Sie
Lernen, sich sicher zu fühlen

Eine junge Jesidin berichtet über ihren Leidensweg während der IS-Gefangenschaft

03.02.2016 | Stand 02.12.2020, 20:14 Uhr

Sie war jung, klug und gern mal etwas vorlaut. Sie wollte Jura studieren. Und vielleicht den angehenden Lehrer Telim heiraten. Da überfielen IS-Terroristen ihr Dorf Hardan im Nordirak nahe der syrischen Grenze. Shirin, damals 17, wurde entführt, misshandelt, verkauft und als Sex-Sklavin gehalten. Auf abenteuerliche Weise gelang ihr die Flucht.

Jetzt ist die junge Kurdin jesidischen Glaubens 19 Jahre alt, lebt in Deutschland und berichtet unter dem Pseudonym "Shirin" über ihren Leidensweg und den ihrer Schicksalsgenossinnen. "Ich bleibe eine Tochter des Lichts", heißt das Buch, in dem sie, aufgeschrieben von der Journalistin Alexandra Cavelius, ihre Geschichte erzählt.

3. August 2014, gegen 7 Uhr. "Wir waren so blind, wir haben die Gefahr nicht erkannt", schreibt sie über diesen Tag, der das Leben ihrer Familie und der anderen Jesiden im Sindschar-Gebiet zerstörte. Zu spät brachen sie zur Flucht auf, das Dorf war eingekesselt - es gab kein Entrinnen. Zusammen mit mehreren Hundert anderen Frauen und Kindern werden Shirin, ihre Mutter, der jüngere Bruder und die beiden Schwestern verschleppt.

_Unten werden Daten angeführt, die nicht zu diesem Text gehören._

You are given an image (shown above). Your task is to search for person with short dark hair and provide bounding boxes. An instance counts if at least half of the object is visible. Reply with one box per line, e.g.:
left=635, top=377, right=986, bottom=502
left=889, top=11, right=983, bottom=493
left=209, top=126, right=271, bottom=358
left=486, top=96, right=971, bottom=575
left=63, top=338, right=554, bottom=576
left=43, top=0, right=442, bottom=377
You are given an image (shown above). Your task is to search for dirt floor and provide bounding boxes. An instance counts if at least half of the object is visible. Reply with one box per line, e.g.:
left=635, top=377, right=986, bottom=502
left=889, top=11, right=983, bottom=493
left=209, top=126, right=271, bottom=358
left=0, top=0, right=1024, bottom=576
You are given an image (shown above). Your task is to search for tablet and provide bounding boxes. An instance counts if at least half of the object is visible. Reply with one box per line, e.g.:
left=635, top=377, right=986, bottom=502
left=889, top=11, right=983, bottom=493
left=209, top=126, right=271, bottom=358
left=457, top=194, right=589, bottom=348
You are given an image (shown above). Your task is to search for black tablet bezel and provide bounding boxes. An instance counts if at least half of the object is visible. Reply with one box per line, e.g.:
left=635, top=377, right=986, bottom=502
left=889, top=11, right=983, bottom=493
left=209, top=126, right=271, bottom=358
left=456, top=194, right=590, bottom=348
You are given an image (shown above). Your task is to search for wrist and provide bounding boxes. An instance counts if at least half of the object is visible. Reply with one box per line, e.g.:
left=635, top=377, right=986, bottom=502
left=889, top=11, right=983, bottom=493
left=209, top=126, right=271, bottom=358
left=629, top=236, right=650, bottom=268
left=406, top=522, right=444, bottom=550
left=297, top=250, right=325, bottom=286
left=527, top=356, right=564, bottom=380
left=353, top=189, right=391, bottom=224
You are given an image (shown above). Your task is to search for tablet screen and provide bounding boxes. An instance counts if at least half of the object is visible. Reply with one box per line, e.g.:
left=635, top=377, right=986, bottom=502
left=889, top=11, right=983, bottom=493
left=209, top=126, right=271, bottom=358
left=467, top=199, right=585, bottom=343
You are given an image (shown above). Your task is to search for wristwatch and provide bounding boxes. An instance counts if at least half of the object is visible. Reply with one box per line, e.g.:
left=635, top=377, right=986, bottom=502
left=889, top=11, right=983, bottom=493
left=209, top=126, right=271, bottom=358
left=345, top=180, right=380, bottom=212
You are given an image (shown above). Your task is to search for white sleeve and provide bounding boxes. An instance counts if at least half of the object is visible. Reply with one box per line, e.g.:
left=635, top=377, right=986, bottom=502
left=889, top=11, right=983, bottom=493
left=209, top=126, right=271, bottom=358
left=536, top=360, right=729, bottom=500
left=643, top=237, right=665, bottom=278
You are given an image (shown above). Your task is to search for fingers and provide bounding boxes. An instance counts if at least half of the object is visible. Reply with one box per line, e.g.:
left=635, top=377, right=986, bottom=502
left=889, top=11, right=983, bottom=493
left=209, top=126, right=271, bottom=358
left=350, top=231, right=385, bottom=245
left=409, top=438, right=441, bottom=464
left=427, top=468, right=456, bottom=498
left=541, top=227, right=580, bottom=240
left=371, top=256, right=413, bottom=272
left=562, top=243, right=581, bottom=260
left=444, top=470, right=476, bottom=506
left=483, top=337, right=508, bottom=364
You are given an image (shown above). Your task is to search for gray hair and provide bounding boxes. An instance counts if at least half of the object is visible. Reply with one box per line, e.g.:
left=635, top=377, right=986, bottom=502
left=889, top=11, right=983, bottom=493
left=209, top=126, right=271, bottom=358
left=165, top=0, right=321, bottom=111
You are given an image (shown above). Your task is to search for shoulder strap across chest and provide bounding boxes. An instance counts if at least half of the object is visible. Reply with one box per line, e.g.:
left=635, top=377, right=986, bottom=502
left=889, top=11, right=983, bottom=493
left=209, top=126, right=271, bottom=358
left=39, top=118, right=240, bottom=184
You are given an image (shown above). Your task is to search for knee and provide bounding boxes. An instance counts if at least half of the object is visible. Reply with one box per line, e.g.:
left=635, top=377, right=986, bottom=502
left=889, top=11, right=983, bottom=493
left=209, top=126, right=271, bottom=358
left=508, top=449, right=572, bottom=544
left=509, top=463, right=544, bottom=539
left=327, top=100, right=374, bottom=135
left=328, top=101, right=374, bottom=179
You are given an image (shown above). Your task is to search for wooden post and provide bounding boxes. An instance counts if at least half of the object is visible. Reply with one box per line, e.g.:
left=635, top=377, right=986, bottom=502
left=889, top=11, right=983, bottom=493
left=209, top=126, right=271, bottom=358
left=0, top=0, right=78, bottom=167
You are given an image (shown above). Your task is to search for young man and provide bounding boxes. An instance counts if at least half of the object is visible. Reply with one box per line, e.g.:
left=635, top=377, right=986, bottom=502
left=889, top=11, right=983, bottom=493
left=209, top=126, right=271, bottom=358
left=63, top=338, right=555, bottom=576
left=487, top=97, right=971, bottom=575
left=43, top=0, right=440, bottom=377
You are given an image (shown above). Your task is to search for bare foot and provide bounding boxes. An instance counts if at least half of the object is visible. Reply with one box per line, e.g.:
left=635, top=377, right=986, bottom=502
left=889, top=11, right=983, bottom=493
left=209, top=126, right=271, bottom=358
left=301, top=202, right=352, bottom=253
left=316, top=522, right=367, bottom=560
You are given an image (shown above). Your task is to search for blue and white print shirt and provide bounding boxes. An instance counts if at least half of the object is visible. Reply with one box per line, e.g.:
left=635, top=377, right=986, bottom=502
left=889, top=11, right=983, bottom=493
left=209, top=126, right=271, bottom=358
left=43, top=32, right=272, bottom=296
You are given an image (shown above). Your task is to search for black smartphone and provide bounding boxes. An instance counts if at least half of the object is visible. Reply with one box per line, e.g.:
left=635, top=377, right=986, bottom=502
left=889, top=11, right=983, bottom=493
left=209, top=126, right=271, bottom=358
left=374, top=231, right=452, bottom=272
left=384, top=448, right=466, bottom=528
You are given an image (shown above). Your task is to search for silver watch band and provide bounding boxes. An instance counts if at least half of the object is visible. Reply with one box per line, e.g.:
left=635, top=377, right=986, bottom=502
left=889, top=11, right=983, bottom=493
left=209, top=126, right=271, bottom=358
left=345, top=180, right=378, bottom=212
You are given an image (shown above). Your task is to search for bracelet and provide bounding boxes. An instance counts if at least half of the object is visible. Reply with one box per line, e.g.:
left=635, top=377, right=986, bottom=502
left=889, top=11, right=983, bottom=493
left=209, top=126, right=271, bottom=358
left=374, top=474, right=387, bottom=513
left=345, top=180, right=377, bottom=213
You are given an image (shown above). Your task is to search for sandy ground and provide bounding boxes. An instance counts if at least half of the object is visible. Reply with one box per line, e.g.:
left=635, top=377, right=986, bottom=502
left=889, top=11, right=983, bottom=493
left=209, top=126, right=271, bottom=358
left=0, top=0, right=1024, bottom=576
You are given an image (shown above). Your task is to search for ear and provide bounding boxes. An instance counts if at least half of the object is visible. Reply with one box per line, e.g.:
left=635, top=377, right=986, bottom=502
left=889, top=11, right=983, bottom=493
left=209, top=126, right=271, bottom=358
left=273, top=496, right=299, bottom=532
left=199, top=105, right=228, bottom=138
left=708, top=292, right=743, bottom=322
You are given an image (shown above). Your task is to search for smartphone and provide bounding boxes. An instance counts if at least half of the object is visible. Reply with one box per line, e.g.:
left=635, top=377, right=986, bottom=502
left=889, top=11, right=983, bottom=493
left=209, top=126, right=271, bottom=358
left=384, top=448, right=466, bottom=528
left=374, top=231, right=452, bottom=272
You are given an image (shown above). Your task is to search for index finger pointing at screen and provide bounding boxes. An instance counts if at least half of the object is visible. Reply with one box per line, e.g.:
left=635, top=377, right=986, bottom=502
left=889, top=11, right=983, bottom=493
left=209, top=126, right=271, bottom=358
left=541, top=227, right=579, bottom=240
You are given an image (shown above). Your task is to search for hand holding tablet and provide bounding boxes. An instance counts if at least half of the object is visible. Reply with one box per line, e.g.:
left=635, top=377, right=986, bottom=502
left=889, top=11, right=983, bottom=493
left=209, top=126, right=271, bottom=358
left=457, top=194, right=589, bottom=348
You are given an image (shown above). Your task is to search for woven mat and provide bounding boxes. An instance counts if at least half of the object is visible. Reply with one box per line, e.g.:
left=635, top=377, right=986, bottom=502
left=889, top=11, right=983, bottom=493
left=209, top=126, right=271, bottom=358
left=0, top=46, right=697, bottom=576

Shirin wird von ihnen getrennt, als Sklavin verkauft, gequält und immer wieder zu Sex gezwungen. "Erst nach zwei Monaten haben sie ihre Masken abgenommen. Da haben wir in die Gesichter all unserer arabischen Nachbarn geblickt", schreibt sie. Ein Selbstmordversuch. Eine Abtreibung. Mit neun Männern wird sie in diesen Monaten "verheiratet". Der letzte verhilft ihr zur Flucht.

Mehr als 7000 Frauen und Kinder gerieten nach dem Massaker in IS-Geiselhaft, rund 2500 kamen dem Zentralrat der Jesiden in Deutschland zufolge bislang frei. Die Schicksale ähneln dem Shirins. "Mädchen gelten ab sieben Jahren als vollwertige Frau", sagt Holger Geisler vom Zentralrat. Männer werden ermordet, Jungen zu IS-Kämpfern gemacht, Mädchen verkauft und vergewaltigt. Shirin kam nach Deutschland. Baden-Württemberg hat ein Projekt gestartet, um bis zu tausend schutzbedürftige Frauen und Kinder aufzunehmen und zu behandeln.

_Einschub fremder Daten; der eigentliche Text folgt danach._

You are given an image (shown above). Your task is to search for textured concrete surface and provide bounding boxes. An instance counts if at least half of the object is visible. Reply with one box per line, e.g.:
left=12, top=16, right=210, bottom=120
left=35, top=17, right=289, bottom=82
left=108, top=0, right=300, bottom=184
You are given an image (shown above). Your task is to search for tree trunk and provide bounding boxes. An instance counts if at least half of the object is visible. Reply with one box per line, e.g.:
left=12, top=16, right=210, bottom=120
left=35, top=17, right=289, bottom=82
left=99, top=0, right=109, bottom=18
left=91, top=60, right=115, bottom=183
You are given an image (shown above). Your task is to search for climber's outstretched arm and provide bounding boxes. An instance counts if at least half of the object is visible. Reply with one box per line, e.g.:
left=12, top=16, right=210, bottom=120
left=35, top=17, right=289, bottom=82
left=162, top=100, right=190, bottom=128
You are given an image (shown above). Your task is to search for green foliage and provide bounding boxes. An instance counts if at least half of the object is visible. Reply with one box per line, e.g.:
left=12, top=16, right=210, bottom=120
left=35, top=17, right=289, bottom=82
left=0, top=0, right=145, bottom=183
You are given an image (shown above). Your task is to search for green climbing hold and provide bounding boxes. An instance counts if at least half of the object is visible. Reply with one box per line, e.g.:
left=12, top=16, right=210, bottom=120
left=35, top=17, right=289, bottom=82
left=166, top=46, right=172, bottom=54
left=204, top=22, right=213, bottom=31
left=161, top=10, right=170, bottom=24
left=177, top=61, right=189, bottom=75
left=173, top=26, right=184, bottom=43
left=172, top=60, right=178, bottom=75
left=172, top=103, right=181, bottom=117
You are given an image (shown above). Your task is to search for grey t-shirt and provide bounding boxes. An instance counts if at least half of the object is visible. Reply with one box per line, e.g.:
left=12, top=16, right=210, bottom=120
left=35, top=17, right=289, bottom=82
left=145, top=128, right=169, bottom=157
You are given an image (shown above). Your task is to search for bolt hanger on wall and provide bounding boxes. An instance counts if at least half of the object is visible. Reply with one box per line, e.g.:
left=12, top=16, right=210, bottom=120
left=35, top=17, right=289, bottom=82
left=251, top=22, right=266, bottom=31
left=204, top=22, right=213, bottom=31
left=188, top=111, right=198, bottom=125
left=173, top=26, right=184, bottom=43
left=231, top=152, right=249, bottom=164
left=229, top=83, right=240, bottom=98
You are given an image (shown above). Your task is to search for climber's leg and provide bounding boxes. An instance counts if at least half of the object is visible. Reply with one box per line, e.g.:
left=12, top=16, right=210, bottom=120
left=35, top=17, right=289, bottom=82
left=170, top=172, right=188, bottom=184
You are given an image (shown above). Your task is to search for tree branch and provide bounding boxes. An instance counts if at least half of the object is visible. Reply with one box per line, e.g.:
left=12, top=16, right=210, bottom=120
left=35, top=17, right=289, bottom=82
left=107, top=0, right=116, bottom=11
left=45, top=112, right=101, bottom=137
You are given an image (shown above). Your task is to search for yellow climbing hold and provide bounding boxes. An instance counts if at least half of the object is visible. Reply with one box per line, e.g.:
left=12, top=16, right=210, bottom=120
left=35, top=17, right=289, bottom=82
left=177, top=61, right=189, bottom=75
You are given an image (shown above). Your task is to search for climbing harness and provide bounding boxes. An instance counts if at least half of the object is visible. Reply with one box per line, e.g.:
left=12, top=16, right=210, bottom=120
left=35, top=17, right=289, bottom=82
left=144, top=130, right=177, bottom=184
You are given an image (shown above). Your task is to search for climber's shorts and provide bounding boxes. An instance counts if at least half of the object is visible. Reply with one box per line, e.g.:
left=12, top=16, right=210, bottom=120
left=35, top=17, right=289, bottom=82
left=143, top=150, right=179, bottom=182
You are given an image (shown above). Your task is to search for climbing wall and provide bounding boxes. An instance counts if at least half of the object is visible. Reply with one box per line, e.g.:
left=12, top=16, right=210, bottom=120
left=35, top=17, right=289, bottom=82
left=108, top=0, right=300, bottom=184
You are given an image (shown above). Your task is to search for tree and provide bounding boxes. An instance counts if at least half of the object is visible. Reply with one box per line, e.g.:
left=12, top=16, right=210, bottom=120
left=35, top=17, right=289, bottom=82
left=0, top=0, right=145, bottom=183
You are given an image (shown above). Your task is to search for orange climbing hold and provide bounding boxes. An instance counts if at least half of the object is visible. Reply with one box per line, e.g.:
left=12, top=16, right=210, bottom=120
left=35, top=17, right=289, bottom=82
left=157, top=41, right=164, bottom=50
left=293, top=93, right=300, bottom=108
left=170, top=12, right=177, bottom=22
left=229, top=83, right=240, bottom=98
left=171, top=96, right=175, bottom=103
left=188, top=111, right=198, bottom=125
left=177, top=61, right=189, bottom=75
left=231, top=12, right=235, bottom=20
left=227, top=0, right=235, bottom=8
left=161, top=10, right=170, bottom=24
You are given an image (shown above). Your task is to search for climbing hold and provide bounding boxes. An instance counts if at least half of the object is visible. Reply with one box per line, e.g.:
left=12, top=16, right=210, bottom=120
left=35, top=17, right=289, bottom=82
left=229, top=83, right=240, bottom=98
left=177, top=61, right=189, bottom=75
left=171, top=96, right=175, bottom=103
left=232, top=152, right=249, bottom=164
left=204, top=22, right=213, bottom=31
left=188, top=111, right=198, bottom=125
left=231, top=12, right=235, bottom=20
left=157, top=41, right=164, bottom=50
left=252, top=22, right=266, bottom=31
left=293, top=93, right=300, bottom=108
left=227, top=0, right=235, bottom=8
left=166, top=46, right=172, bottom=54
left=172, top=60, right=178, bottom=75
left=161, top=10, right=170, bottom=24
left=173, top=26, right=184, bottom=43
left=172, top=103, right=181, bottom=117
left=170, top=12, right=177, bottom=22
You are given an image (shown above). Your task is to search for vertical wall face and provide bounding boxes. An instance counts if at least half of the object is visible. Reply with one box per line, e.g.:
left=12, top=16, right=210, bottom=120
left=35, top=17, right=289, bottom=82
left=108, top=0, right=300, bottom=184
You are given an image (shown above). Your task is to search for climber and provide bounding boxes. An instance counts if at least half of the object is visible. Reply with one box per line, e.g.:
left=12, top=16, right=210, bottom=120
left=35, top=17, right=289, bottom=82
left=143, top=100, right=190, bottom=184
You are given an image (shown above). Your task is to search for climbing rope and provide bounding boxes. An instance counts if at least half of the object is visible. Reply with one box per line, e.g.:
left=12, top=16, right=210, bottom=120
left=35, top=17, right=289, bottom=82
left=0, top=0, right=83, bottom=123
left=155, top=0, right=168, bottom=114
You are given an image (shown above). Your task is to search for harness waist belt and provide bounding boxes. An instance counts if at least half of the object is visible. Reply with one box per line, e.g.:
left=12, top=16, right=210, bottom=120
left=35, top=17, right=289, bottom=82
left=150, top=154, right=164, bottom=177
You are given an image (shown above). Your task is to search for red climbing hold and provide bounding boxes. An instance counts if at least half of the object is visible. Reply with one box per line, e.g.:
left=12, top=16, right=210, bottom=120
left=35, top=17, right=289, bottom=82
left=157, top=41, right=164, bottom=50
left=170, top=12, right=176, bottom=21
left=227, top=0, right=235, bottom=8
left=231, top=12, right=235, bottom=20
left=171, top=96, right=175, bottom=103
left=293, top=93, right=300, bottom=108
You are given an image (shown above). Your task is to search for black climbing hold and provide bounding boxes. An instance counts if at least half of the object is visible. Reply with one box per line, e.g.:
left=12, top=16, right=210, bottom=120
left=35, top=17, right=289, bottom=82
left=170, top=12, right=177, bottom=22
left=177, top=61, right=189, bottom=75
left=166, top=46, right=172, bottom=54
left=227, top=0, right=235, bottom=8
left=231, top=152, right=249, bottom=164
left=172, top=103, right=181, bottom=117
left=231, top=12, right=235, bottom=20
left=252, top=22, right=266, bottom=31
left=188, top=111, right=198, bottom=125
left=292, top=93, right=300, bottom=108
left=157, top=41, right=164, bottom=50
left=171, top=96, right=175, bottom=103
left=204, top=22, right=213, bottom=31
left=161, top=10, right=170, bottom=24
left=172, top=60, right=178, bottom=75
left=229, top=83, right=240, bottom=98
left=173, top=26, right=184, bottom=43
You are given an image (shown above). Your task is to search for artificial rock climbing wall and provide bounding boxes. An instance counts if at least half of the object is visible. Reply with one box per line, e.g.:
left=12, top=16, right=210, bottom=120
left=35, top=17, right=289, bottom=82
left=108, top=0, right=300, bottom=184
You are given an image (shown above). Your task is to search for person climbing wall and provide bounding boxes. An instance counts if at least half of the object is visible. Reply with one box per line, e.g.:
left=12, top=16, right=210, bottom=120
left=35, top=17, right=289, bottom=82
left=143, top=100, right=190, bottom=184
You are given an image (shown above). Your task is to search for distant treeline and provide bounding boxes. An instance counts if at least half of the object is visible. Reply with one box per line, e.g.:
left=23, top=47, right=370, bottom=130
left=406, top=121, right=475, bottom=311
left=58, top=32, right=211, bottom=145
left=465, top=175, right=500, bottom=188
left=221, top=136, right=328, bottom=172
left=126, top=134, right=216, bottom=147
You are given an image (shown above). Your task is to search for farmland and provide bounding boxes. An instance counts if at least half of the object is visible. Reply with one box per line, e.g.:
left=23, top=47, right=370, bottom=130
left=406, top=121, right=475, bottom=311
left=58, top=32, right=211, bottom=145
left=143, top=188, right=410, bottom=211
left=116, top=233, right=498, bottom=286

Der Trauma-Experte Jan Kizilhan betreut Shirin und andere Frauen. Er kommentiert das Buch, liefert Hintergründe. Immer wieder reist er in den Nordirak, kümmert sich um Opfer. "Hinter den Vergewaltigungen steckt eine perfide Strategie der IS-Milizen. Streng konservativ organisierte Teile der Jesiden sehen den Verlust der Jungfräulichkeit der jungen Mädchen als Entehrung für sie und die gesamte Familie. (...) Erschwerend dazu kommt, dass die Männer den Eindruck haben, beim Beschützen ihrer Familie versagt zu haben." Vergewaltigung als Mittel der Kriegsführung.

Shirins Familie, so weit am Leben, wäre in Gefahr, wenn ihre Identität bekannt würde. Und Shirin, das Jurastudium, vielleicht in Deutschland? "Ich traue es mir nicht wirklich zu." Rechtsanwaltsgehilfin lautet ihr Ziel. "Ich würde gern den Führerschein machen und Auto fahren." Busse mag sie nicht. In Bussen wurden sie und ihre Schicksalsgenossinnen verschleppt. Hier in Deutschland muss sie lernen, sich sicher zu fühlen. Sie sehnt sich nach dem Brot ihrer Heimat, schwärmt gemeinsam mit ihrer Dolmetscherin davon. Heimweh. Aber der IS hat die Heimat zerstört, Hardan zum Unort gemacht. ‹Œdpa

Shirin mit Alexandra Cavelius: Ich bleibe eine Tochter des Lichts. Meine Flucht aus den Fängen der IS-Terroristen. Europa-Verlag, 368 Seiten, 18,99 Euro.